Appartement Kang Full (Casterman, novembre 2006)
Même dans Appartement qui est honnêtement la BD la plus flippante que j’ai lue, les fantômes ne sont ni méchants, ni paumés : ils sont juste infiniment tristes.
Si vous arrivez à passer au-dessus du style graphique et de la longueur des œuvres de Kang Full, vous vivrez une belle expérience émotionnelle. Certes, il y a de fortes chances que vous versiez une, voire deux larmes mais rappelez-vous, c’est le principe du manwah. Enfin tel qui vous l’est présenté dans cet article...
Histoire Couleur Terre Kim Dong-Hwa (Casterman, novembre 2007)
D’autres auteurs nous racontent également l’histoire de la Corée à travers le destin de petites gens. Je préfère vous prévenir tout de suite : là, pour le coup, c’est carrément l’inondation lacrymale qui vous attend. Dans Histoire Couleur Terre, Kim Dong-Hwa nous fait part tout en délicatesse des aléas sentimentaux d’une mère et de sa fille dans la Corée rurale et traditionnelle. Les deux femmes font face aux attaques permanentes des autres membres du village qui n’acceptent pas leur liberté.
L'étincelle Park Tae-Ok (Vertige Graphic, août 2008)
Quant à L’Etincelle de Park Tae-Ok et au Chagrin dans le ciel de Lee Hee-Jae, ils nous racontent les destins de familles très pauvres dans les années 1960 au sortir de la guerre fratricide entre les deux Corées.
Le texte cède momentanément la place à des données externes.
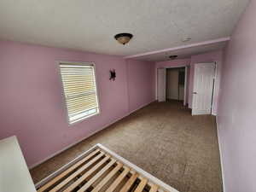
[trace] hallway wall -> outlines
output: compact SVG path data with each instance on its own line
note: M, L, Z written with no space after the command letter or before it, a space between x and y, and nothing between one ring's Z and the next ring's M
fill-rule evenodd
M225 192L256 191L256 1L224 51L218 128Z

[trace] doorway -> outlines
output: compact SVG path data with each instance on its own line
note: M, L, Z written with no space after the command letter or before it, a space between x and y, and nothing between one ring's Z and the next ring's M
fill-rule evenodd
M192 115L212 113L215 73L214 62L195 65Z
M170 84L167 85L167 81L169 81L170 74L167 74L167 71L169 70L177 70L177 73L175 77L176 84L176 92L177 97L174 100L177 101L183 101L183 104L184 106L188 103L188 72L189 67L186 65L179 66L179 67L160 67L157 68L156 74L156 96L158 102L166 102L166 99L170 98L170 89L167 89ZM180 71L180 73L179 73ZM171 80L172 81L172 80ZM171 83L171 82L170 82ZM172 91L172 90L171 90ZM171 98L172 99L172 98Z
M166 69L167 101L183 101L185 94L185 67Z

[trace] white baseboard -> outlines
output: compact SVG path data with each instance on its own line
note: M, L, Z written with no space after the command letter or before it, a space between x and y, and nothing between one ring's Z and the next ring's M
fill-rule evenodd
M128 115L130 115L131 113L134 113L134 112L139 110L140 108L143 108L143 107L145 107L145 106L147 106L147 105L149 105L151 102L154 102L154 101L155 101L155 100L154 100L154 101L152 101L152 102L148 102L148 103L146 103L146 104L143 104L143 105L141 105L139 108L137 108L137 109L132 110L131 112L128 112L125 115L124 115L124 116L122 116L122 117L120 117L120 118L116 119L115 120L112 121L111 123L107 124L106 125L104 125L104 126L102 127L101 129L96 130L96 131L93 131L92 133L90 133L90 134L89 134L88 136L86 136L86 137L83 137L83 138L81 138L81 139L76 141L75 143L67 145L67 146L65 147L64 148L62 148L62 149L61 149L61 150L59 150L59 151L57 151L57 152L55 152L55 153L54 153L54 154L52 154L51 155L49 155L48 157L44 158L44 160L38 161L38 163L32 164L32 166L29 166L29 169L32 169L32 168L34 168L34 167L39 166L40 164L42 164L42 163L45 162L46 160L49 160L50 158L53 158L54 156L55 156L55 155L61 154L61 152L63 152L63 151L65 151L65 150L70 148L71 147L73 147L73 146L74 146L74 145L79 143L82 142L83 140L84 140L84 139L86 139L86 138L88 138L88 137L93 136L94 134L96 134L96 133L101 131L102 130L104 130L105 128L108 127L109 125L111 125L114 124L115 122L117 122L117 121L119 121L119 120L124 119L125 117L127 117Z
M218 150L219 150L219 158L220 158L223 192L225 192L226 189L225 189L224 163L223 163L223 151L222 151L222 147L221 147L221 144L220 144L219 125L218 125L218 115L216 116L216 126L217 126L217 136L218 136Z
Dans ces deux récits, les enfants y sont des héros surmontant les épreuves imposées par une vie misérable traduisant ainsi l’énergie que mettaient les Coréens à relever leur pays. L’Etincelle et le Chagrin dans le ciel détrônent Le tombeau des lucioles (film d’animation de Hisao Takahata) en matière "d’histoire la plus triste du monde". Vous comprendrez donc que je vous déconseille la lecture successive de ces deux manwhas.
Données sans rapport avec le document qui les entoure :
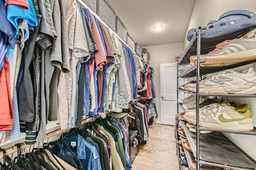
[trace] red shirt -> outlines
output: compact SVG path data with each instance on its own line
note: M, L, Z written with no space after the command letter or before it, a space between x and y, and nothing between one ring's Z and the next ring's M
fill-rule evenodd
M28 9L28 5L27 0L7 0L6 8L9 5L16 5L24 10Z
M12 130L13 118L10 66L7 57L0 73L0 131Z

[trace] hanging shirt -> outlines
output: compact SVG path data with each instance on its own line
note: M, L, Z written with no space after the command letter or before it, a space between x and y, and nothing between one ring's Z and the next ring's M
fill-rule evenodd
M16 5L8 6L7 19L14 27L14 38L18 37L18 19L22 18L28 21L28 24L33 26L37 25L37 20L32 0L28 0L28 9L24 10Z
M90 16L92 23L92 34L95 38L95 42L98 49L98 51L95 54L95 57L96 68L98 70L103 70L103 66L107 63L106 55L104 53L101 38L100 35L99 31L100 30L98 29L94 18L91 14L90 14Z
M102 169L99 155L97 149L93 145L79 134L70 135L68 133L64 135L63 139L69 148L80 159L83 170ZM63 144L62 147L65 148ZM60 152L64 154L61 150ZM72 158L74 158L74 156L68 150L67 152ZM79 164L78 161L77 161L77 164Z
M26 0L8 0L6 3L6 8L8 8L10 5L16 5L24 10L28 9L28 5Z
M10 83L10 66L7 57L0 73L0 131L12 130L13 111Z

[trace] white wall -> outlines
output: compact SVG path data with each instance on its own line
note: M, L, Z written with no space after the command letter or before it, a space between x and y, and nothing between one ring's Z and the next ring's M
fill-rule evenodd
M159 122L161 119L160 93L160 64L176 63L175 57L183 51L183 43L179 43L163 45L146 47L150 54L150 66L155 71L154 83L156 95L156 108Z
M236 10L244 10L256 13L256 1L255 0L197 0L187 30L205 25L210 21L218 20L219 17L224 12ZM184 49L188 43L186 37L184 40ZM240 70L246 69L248 66L239 68ZM254 70L256 66L254 66ZM230 98L230 101L236 102L238 104L247 103L250 106L256 126L256 99L252 98ZM226 134L230 139L248 154L256 160L256 147L255 143L256 136Z

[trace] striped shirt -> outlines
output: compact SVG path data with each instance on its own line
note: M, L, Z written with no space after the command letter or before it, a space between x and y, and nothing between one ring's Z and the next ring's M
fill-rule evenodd
M14 90L14 93L12 98L12 108L13 109L13 123L12 130L10 131L10 139L14 141L20 138L20 119L19 109L17 99L17 92Z

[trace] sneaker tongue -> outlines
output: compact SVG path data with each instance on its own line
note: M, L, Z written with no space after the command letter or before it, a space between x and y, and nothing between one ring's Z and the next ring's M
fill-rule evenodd
M242 74L251 74L254 72L254 70L252 67L250 67L248 69L244 70L242 71L241 73Z
M223 102L219 102L218 104L222 106L228 106L232 109L234 109L234 107L232 106L227 101L225 101Z

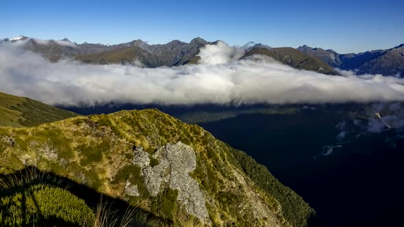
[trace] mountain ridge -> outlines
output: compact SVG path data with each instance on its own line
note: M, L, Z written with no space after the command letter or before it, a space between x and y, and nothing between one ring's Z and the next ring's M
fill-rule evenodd
M404 44L388 49L346 54L307 45L301 46L297 49L307 55L323 59L331 66L356 71L358 74L404 77Z

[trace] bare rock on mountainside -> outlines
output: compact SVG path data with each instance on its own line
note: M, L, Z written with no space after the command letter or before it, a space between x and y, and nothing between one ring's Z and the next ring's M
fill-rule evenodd
M205 195L197 181L189 175L197 168L197 157L192 148L181 142L168 143L153 155L159 163L153 167L144 165L144 157L149 156L148 153L142 149L137 149L135 152L132 163L142 168L147 189L152 196L160 192L163 183L167 184L172 189L178 191L177 199L188 213L210 223Z
M245 153L155 109L0 127L0 135L1 172L22 162L172 222L305 226L314 213Z

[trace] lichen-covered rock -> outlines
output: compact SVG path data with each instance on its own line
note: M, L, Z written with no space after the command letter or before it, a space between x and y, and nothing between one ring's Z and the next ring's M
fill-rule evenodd
M132 163L142 168L150 195L157 196L162 185L167 184L171 189L178 191L177 200L188 214L209 223L205 195L197 181L190 176L190 173L197 168L197 157L192 148L181 142L168 143L153 154L153 158L159 161L153 167L146 165L150 163L149 155L142 149L136 149Z
M129 181L126 181L125 185L125 193L130 196L140 196L138 190L138 185L132 185Z
M135 155L132 159L132 163L138 165L140 168L144 169L150 165L150 159L149 154L143 150L141 146L138 146L134 150Z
Couleur de peau : miel Jung (Soleil Productions, septembre 2007)
Je finis cet article avec Couleur de peau : miel de Jung. Cette œuvre en deux tomes n’est pas à proprement parlé un Manwha car son auteur est belge. Le jeune auteur belge est néanmoins d’origine coréenne, une origine remontant à son adoption. Dans Couleur de peau : miel, il nous raconte sa vie et sa souffrance, ses difficultés à accepter son statut de fils adopté, un statut difficile à endosser surtout au moment de son adolescence.
Le récit se déroule principalement en Belgique. Pourtant, c’est un pan non négligeable de l’histoire de la Corée que nous présente Jung car aujourd’hui encore la majorité des enfants adoptés de par le monde sont originaires de ce petit pays d’Asie. La Corée ne s’est pas fait une place dans notre monde occidental uniquement par ses manwhas et ses téléviseurs (oui, je sais, c’est facile), mais également grâce à tous ses enfants qui ont grandi parmi nous avec, dans leurs yeux, ce petit héritage du pays du matin calme.